Wspomniał pan Putina, który wczoraj przemawiał do połączonych izb rosyjskiego parlamentu. Mówił między innymi, że rosyjska gospodarka ma się nieźle. On przygotowuje społeczeństwo na długą wojnę?
- Przemówienie Putina było defensywne. To przygotowanie na długą wojnę, lub akt rezygnacji. Psychologicznie fatalnie wyglądał Putin. Być może – obstawiam to na 15-20% - szykuje się pożegnanie z Putinem na Kremlu. On mówił, jak człowiek, który nie obiecuje gruszek na wierzbie, ale coś bełkocze o wielkości nauki rosyjskiej.

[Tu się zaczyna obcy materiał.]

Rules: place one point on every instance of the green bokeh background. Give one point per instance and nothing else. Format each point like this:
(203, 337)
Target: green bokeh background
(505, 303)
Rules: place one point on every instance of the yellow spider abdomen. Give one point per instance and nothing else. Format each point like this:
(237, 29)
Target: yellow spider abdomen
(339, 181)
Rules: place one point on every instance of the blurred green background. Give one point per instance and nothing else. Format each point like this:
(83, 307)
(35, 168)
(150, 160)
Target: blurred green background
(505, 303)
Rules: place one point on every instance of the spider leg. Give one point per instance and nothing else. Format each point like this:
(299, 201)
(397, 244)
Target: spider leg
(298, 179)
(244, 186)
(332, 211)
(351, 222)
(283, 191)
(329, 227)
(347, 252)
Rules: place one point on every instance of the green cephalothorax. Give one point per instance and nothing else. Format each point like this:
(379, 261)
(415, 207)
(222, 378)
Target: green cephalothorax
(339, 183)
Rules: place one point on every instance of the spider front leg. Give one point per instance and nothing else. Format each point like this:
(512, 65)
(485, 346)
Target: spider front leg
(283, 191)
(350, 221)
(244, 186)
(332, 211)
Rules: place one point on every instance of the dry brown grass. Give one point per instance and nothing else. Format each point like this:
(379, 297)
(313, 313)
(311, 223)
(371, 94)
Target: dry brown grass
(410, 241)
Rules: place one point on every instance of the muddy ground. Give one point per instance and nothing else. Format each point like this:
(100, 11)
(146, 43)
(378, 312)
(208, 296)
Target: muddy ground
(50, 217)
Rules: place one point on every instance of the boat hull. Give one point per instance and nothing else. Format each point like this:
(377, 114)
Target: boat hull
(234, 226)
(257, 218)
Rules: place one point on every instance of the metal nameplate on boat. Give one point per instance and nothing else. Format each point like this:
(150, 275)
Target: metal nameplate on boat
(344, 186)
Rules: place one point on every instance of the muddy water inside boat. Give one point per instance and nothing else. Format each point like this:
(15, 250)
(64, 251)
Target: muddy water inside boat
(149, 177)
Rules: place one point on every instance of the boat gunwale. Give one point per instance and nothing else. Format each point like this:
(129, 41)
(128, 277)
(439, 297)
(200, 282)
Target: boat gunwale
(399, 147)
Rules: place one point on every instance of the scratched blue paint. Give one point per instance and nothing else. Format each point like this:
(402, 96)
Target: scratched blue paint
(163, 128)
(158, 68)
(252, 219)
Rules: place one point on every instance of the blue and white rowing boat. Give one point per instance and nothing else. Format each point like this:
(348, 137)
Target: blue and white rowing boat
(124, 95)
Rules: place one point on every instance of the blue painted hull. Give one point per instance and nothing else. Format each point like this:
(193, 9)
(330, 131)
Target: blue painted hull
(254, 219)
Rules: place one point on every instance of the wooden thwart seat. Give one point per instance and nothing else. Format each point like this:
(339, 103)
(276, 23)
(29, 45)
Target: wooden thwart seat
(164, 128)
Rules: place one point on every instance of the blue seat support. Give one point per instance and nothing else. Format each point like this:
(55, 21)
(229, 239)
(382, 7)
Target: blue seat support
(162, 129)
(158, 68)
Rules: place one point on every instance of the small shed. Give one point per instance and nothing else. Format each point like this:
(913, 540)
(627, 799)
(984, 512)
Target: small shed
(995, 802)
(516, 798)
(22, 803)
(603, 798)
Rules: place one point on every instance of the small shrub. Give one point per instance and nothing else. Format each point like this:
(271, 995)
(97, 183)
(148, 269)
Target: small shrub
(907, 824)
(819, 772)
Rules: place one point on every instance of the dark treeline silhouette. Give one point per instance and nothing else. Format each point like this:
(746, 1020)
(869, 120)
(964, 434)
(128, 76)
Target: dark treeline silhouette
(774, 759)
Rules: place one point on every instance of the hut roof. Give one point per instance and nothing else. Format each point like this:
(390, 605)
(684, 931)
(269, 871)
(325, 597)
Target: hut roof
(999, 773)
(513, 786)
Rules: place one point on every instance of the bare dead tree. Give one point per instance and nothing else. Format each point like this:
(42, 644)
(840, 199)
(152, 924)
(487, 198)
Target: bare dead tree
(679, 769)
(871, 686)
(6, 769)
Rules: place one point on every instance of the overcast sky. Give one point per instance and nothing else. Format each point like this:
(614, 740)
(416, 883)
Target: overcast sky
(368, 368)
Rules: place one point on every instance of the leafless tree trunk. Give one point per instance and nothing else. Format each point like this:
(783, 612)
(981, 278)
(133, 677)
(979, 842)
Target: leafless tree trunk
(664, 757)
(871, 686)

Było defensywne, bo wpłynęła na niego kijowska wizyta Bidena?
- W polityce USA zdarzyło się, że prezydent pojechał na pole bitwy. To było rzadko i zawsze to były wielkie wydarzenia. Skoro Biden się na to zdecydował, zrobił to na podstawie analiz, które pokazują, że jest wielka szansa. To realna szansa na wygraną. Polska powinna się do tego przyłączyć. Biden mówił, że możemy być filarem przyszłości. To już inny świat. Każdy musi to zrozumieć. W Polsce musi być pełna demokracja. Państwo, które chce być na równych warunkach na Zachodzie, musi być w pełni demokratyczne. Nie wystarczy kupić broń, ale zrobić demokrację. Jak to zrobimy, Polska dostała historyczną ofertę grania w pierwszej lidze.
Jakie znaczenie ma dzisiejsze spotkanie Bukaresztańskiej Dziewiątki, czyli krajów wschodniej flanki NATO?
- To kwestia mobilizacji regionu. Tu jasne było jednak. Biden pokazał, gdzie przyjechał. To kwestia mobilizacji. Trzeba się skupić na Mołdawii i Gruzji.
Spotkanie Bukaresztańskiej Dziewiątki to zapewnienia, że te kraje powinny czuć się bezpiecznie, czy powinny paść słowa o zwiększeniu obecności wojsk USA?
- To znaczy, że te kraje się muszą zmobilizować. Nauka z ostatniego roku jest jasna. Jak sam się nie bronisz, nikt cię nie obroni. Ukraina dostała wielką pomoc… Dziś to jest możliwe technologiczne. Zmieniło się od czasów Powstania Warszawskiego. Ukraińcy się jednak zmobilizowali. Są w stanie walczyć, utrzymać linię obrony przez rok.
Rok od rosyjskiej agresji, nie od początku wojny, rysuje się nadzieja na zakończenie wojny? Raczej na froncie czy przy stole negocjacyjnym?
- Ta wojna musi się rozstrzygnąć na froncie, skończyć przy stole. Inaczej się nie da. Do tego wejście Ukrainy do NATO i UE. Także Mołdawii, Gruzji, Bałkanów zachodnich. Europa jest gotowa. Politycy w Polsce, którzy mówią o wielkiej Polsce, najbardziej nie są gotowi. Oni nie rozumieją procesów. Jestem podekscytowany. Widzę to jasno. Jest wielka szansa, jak się uda wielki plan Bidena.
Wejście do wspólnoty na zasadzie szybkiej ścieżki?
- Tak i duża rola naszego kraju. To musi się wiązać ze zmianami i poważnym podejściem do bycia na Zachodzie. Nie można być na Zachodzie jak Orban. Trzeba pilnować wolności słowa, porządnych wyborów, niezależności sądów. Inaczej nie ma obrotu gospodarczego. Margaret Thatcher to świetnie rozumiała.
Jakie są pana oczekiwania związane z ostatnimi godzinami wizyty Joe Bidena w Polsce?
- Moje oczekiwania są proste. Wszystko co ważne już się wydarzyło. Oby prezydent Biden był zdrowi i bezpiecznie odleciał do USA.